Fileset

Post questions here relative to DataStage Enterprise/PX Edition for such areas as Parallel job design, Parallel datasets, BuildOps, Wrappers, etc.

Moderators: chulett, rschirm, roy

Post Reply
pavan_test
Premium Member
Premium Member
Posts: 263
Joined: Fri Sep 23, 2005 6:49 am

Fileset

Post by pavan_test »

I have a datastage job writing a fileset as output. The job is running on 2x1 configuration file.Whenever the job run it fills up the space to 100% in dstage0 directory first and then the job aborts. I verified and there is no hard coding in the job to write into the dstage0 first.

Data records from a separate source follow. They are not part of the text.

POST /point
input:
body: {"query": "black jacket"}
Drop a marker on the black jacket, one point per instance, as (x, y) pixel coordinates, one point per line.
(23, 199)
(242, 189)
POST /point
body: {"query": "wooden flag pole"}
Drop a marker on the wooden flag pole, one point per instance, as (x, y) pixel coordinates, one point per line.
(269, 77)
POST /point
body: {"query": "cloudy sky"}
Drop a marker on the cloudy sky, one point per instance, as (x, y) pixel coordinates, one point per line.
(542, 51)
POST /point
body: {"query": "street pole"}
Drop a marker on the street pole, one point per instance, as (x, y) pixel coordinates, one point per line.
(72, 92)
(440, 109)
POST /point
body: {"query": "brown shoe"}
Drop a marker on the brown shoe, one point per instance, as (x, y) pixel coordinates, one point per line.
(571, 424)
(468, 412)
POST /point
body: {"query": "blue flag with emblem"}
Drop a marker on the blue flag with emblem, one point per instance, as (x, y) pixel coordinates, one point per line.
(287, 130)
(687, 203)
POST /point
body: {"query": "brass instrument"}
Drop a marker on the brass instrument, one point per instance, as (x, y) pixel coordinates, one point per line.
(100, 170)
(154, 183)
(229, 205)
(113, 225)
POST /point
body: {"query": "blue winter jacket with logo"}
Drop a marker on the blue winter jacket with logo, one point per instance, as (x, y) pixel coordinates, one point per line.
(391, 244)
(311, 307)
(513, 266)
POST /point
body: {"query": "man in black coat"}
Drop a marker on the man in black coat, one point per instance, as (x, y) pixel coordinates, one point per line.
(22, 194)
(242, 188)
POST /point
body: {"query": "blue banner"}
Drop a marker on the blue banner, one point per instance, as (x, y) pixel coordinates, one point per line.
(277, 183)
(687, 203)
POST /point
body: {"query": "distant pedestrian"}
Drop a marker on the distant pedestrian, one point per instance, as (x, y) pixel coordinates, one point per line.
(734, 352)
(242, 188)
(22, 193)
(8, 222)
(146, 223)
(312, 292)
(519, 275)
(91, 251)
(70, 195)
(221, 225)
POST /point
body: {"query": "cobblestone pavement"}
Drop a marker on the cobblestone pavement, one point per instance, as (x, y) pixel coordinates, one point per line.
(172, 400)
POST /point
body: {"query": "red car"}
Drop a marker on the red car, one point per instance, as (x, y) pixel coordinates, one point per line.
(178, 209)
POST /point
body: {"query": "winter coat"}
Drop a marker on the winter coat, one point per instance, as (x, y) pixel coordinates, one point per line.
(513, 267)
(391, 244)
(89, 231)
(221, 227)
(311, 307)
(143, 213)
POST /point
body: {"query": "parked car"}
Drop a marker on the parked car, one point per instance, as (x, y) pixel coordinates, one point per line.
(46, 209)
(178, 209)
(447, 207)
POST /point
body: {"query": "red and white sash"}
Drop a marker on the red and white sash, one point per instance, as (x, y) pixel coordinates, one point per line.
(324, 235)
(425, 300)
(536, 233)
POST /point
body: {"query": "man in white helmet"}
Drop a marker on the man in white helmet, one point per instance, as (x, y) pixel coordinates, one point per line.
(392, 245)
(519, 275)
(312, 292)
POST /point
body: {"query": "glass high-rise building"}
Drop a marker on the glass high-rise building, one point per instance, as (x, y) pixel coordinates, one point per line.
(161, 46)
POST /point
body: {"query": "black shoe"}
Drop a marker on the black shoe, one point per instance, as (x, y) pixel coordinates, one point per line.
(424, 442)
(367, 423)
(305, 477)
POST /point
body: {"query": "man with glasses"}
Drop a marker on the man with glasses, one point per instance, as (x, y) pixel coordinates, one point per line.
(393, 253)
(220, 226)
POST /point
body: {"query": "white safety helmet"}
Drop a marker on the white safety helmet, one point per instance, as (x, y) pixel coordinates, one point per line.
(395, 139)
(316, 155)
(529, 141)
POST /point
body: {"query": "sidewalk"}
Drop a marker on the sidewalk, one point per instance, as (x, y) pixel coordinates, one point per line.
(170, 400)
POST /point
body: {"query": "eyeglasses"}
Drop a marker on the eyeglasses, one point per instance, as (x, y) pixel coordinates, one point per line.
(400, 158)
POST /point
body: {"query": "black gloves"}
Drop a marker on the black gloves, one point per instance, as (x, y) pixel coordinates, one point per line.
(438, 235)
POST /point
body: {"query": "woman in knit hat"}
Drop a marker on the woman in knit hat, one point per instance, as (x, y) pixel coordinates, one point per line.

Can someone please let me know why the job fills the dstage0 directory though therre is space availabel in dstage1 directory.

Thanks
Pavan
jwiles
Premium Member
Premium Member
Posts: 1274
Joined: Sun Nov 14, 2004 8:50 pm
Contact:

Post by jwiles »

What storage does your configuration file define as disk resources and for which nodes?

Regards,
- james wiles


All generalizations are false, including this one - Mark Twain.
pavan_test
Premium Member
Premium Member
Posts: 263
Joined: Fri Sep 23, 2005 6:49 am

fileset

Post by pavan_test »

here is the control file,

Code: Select all

{
        node "node1"
        {
                fastname "server1"
                pools ""
                resource disk "/opt/IBM/IIS/dstage0" {pools ""}
                resource scratchdisk "/opt/IBM/IIS/scratch0" {pools ""}
        }
        node "node2"
        {
                fastname "server1"
                pools ""
                resource disk "/opt/IBM/IIS/dstage1" {pools ""}
                resource scratchdisk "/opt/IBM/IIS/scratch1" {pools ""}
        }
}
Thanks
Pavan
jwiles
Premium Member
Premium Member
Posts: 1274
Joined: Sun Nov 14, 2004 8:50 pm
Contact:

Post by jwiles »

And now the next question or two:

What is your data source and how well is the data partitioned across your two nodes?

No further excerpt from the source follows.